I’ve cleaned up a lot of random stuff in the bedroom, I’m still probably only about 10% done in there. So much to do. I need to cull my clothes again, and books, and general stuff. The kitchen might be done though. I cleared out a cupboard today and found 4 partial bags of semi-fossilized marshmallows and a bag of fat little biscuits that super weirdly had NOT gotten moldy. They must have been in there a year. Those are some DRY biscuits! I’m so bad at this. I mean, I’m really good at helping other people declutter, walking them through the “do you want to keep this item? Donate it? or is trash?” process until they can handle it on their own, but I have a hard time actually doing it on the scale my stuff requires that I do. I am making progress, I know that, it just feels so slow. I’m going to call my progress “glacial” so I can think about glaciers, big, beautiful chunks of ICE, so cold, so nice. I miss winter so much.

So, I need to get organized and break down my larger goals into smaller pieces. I want to declutter our whole house, yeah, of course, but should I take it room by room instead of doing whatever strikes my fancy on a given day? Would that help? So far I have been donating as I go which is an improvement over the past. Normally there would be boxes and bags of stuff lingering around the house, then lingering in the trunk of my car, and finally, months later, getting donated somewhere. Maybe I deserve a little credit for that kind of progress? Maybe, but there is so much stuff in here it’s crazy. No, there aren’t paths through some mad hoard, but there are a few rooms where it gets close to that bad sometimes. I’m working on it!

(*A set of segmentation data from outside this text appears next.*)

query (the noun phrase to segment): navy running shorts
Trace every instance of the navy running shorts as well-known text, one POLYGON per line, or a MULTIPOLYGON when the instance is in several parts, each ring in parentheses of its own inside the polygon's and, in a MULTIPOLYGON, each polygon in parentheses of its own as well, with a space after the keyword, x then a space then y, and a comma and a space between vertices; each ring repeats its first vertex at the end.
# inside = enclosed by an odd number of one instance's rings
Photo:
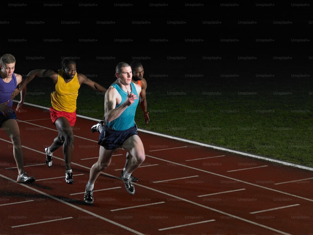
POLYGON ((107 129, 106 126, 105 126, 99 136, 98 144, 108 150, 121 148, 125 140, 132 135, 138 134, 136 124, 132 127, 125 131, 107 129))
POLYGON ((0 128, 2 126, 2 124, 6 121, 9 119, 15 119, 16 120, 16 116, 15 116, 15 112, 14 111, 10 112, 7 116, 5 115, 3 113, 0 112, 0 128))

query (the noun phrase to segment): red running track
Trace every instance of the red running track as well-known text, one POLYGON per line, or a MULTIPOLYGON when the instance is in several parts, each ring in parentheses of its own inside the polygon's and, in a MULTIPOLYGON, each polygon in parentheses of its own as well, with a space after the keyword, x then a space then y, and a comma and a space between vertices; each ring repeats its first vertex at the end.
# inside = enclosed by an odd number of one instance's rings
POLYGON ((74 183, 64 180, 61 149, 51 168, 44 148, 57 132, 44 108, 24 105, 17 114, 25 169, 36 180, 16 183, 12 144, 0 131, 1 234, 313 235, 311 170, 220 151, 140 131, 146 156, 134 175, 135 195, 119 178, 121 149, 83 201, 98 155, 98 120, 78 118, 74 183))

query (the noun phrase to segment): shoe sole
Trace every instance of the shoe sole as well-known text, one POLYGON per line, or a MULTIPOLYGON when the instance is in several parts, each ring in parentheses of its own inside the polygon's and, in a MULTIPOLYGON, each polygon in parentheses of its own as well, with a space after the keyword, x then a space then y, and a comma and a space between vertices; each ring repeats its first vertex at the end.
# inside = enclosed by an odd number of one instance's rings
POLYGON ((131 176, 131 181, 133 182, 136 182, 137 181, 139 181, 139 179, 137 179, 137 178, 135 178, 134 176, 131 176))
POLYGON ((94 203, 93 201, 89 201, 88 200, 84 200, 84 201, 88 204, 92 204, 94 203))
POLYGON ((50 167, 51 167, 51 166, 52 166, 52 161, 53 161, 53 160, 52 160, 52 156, 49 156, 49 155, 48 155, 47 154, 47 152, 46 151, 46 149, 47 149, 47 148, 46 148, 45 149, 44 149, 44 151, 46 153, 46 164, 47 164, 47 165, 48 166, 48 167, 49 167, 49 168, 50 168, 50 167), (51 161, 47 161, 47 159, 48 158, 48 156, 49 156, 49 157, 51 157, 51 161), (50 162, 51 163, 51 165, 49 166, 49 163, 50 163, 50 162))
POLYGON ((49 162, 47 162, 47 161, 46 161, 46 164, 47 164, 47 165, 48 166, 48 167, 50 168, 50 167, 51 167, 51 166, 52 166, 52 160, 51 160, 51 161, 50 161, 49 162), (51 163, 51 165, 49 166, 49 164, 50 163, 50 162, 51 163))
POLYGON ((127 188, 126 187, 126 185, 125 184, 125 182, 124 182, 124 180, 123 179, 123 175, 122 175, 122 173, 123 173, 123 172, 122 171, 121 172, 121 175, 120 175, 120 177, 121 178, 121 179, 123 181, 123 183, 124 183, 124 185, 125 185, 125 188, 126 189, 126 191, 127 191, 127 192, 128 193, 129 193, 131 195, 135 195, 135 188, 134 187, 134 187, 134 191, 132 192, 131 192, 131 191, 129 191, 128 190, 127 190, 127 188))

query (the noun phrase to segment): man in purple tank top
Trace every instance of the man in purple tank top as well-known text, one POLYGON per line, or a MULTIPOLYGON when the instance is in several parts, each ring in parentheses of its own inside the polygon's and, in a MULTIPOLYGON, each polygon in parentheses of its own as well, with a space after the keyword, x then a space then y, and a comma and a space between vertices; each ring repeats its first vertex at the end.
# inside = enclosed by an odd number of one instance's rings
MULTIPOLYGON (((0 127, 8 136, 13 145, 13 156, 18 173, 16 182, 32 183, 34 182, 35 178, 29 176, 24 170, 19 128, 15 112, 12 108, 13 102, 10 98, 17 85, 22 81, 22 76, 14 72, 16 62, 15 58, 10 54, 4 55, 0 59, 0 127)), ((16 111, 19 111, 23 105, 26 93, 26 88, 21 91, 21 101, 16 111)))

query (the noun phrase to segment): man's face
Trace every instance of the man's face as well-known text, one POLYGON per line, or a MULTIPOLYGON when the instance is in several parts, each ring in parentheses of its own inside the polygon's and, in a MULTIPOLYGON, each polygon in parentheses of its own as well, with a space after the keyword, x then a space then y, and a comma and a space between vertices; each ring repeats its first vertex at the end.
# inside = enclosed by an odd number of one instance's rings
POLYGON ((142 66, 136 68, 135 71, 133 71, 133 79, 136 81, 138 80, 142 80, 143 78, 143 67, 142 66))
POLYGON ((68 79, 72 79, 76 73, 76 64, 70 64, 67 65, 64 70, 64 74, 68 79))
POLYGON ((131 82, 132 74, 130 66, 122 67, 121 72, 120 73, 116 74, 116 75, 122 84, 128 85, 131 82))
POLYGON ((15 63, 5 64, 1 65, 1 70, 2 73, 5 75, 6 77, 10 78, 12 77, 12 75, 14 72, 15 69, 15 63))

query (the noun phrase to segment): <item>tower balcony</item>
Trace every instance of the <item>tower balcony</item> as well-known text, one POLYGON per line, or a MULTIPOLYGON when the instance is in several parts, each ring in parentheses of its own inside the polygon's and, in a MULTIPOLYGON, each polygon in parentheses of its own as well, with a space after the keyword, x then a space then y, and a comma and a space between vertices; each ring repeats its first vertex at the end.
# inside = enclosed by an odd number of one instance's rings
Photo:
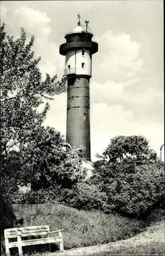
POLYGON ((64 75, 75 74, 75 69, 74 68, 70 68, 69 69, 64 69, 64 75))

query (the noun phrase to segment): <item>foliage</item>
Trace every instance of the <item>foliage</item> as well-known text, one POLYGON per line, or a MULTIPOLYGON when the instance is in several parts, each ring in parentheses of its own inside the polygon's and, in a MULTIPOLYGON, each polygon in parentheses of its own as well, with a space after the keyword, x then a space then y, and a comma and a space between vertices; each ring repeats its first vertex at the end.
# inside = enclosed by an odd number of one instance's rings
POLYGON ((157 159, 156 153, 150 149, 149 141, 143 136, 115 137, 102 155, 97 156, 112 162, 131 158, 138 165, 154 163, 157 159))
POLYGON ((106 193, 106 211, 141 218, 153 209, 163 207, 163 166, 137 166, 133 160, 125 159, 120 163, 96 162, 94 167, 91 182, 106 193))
POLYGON ((87 211, 52 203, 14 205, 17 218, 24 226, 49 225, 51 231, 64 229, 64 249, 104 244, 124 239, 143 231, 145 223, 98 210, 87 211))

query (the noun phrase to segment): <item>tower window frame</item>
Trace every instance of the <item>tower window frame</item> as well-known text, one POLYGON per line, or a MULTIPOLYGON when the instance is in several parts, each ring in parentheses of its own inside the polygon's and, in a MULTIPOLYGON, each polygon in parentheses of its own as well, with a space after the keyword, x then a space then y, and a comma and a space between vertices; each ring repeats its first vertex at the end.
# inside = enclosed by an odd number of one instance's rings
POLYGON ((77 79, 77 83, 78 83, 78 84, 80 84, 80 78, 78 78, 78 79, 77 79))
POLYGON ((81 69, 85 69, 85 62, 81 63, 81 69))

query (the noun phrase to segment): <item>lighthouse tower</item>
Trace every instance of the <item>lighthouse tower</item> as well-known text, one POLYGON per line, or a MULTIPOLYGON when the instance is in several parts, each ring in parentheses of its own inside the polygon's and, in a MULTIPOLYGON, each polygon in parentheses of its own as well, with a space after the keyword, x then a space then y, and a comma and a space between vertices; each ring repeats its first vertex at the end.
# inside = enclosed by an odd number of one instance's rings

Can I ask you guys a question? (ok anther question) How many of you, who are parents, have wanted to or tried to start a family game night? I’ve tried a bunch of times and I think the failure comes down to, well, ME. I’m so tired after dinner I think I take no for an answer too readily. I feel like I don’t have much left to give by the time dinner is over and I don’t want to delve into the more complicated and entertaining games that might entice my family to actually play. Also, my attempts are short lived, I might try for a week or 2 but I tend to drop it after that. From what I’ve read about working with young adults, and from working with young adults professionally, I know that the formula for success is to just keep at it. Like this summer I’m showing movies on Fridays. Only my family came the first week, the second there was one extra young man, the third there were 4 people who attempted to stay, hopefully this week will be better. But they say in YA if you planned 8 workshops and no one comes to the 1st 7, run the 8th anyway. It takes time for teens to decide they want to do something, it takes time for them to trust that the offer is really sincere. I think I need to just apply that at home.